1 Kings 9:15 says Solomon conscripted labour to build the walls of Hazor, Megiddo and Gezer. Yadin noticed that all three cities had nearly identical six-chambered gates, and argued they were the work of one royal builder — Solomon. It became the central archaeological case for a real, centralised united monarchy. We include it precisely because it is contested: the date of these gates is one of the hottest arguments in the field.
- What it is
- Three closely matching monumental six-chambered, four-entry city gates with flanking towers
- Date of artifact
- 10th–9th century BC (the exact date is the whole debate)
- Discovered
- Hazor, Megiddo and Gezer (excavations synthesised by Yigael Yadin)
- Where it is now
- In situ, Israel
- Related to
- Solomon's building program — and the fierce debate over the united monarchy
- Scripture
- 1 Kings 9:15
What this find showsThat three of the cities named in a single biblical verse share a monumental gate design, pointing to centralised royal construction.

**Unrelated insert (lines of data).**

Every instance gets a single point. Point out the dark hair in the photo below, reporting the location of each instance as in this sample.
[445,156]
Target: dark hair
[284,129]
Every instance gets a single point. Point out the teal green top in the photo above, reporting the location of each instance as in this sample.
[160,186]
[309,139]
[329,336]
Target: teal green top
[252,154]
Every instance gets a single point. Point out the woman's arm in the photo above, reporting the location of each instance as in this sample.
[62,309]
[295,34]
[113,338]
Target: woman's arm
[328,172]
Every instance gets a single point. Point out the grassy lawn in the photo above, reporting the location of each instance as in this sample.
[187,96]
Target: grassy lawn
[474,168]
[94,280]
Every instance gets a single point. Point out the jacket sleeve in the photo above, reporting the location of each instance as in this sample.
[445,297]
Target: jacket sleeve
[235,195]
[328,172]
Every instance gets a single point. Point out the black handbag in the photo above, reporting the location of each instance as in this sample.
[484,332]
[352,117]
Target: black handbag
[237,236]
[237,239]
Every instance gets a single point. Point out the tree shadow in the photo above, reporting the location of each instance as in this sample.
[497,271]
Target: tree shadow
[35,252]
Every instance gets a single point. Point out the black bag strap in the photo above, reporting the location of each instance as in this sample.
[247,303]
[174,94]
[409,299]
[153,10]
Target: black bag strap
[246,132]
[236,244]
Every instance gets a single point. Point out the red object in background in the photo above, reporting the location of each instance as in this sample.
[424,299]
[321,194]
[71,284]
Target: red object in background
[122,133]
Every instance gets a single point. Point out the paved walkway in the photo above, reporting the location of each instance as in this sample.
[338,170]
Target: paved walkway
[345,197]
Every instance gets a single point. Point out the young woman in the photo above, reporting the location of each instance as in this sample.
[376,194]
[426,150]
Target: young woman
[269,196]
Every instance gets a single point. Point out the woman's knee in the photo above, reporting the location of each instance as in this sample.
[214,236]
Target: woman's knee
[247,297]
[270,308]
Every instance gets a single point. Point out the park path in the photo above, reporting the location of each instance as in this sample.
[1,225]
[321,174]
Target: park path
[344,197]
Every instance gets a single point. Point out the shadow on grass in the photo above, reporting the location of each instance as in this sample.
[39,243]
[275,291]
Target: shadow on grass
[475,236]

What it does not proveNothing on the gates names Solomon, and the whole argument stands or falls on the 10th-century date.
Contested: This is a live, unresolved debate. Some archaeologists (following Finkelstein's “low chronology”) down-date the gates and see no grand Solomonic state; others defend the traditional date. Even the association of the Megiddo gate with its wall has been questioned. We flag it as genuinely disputed.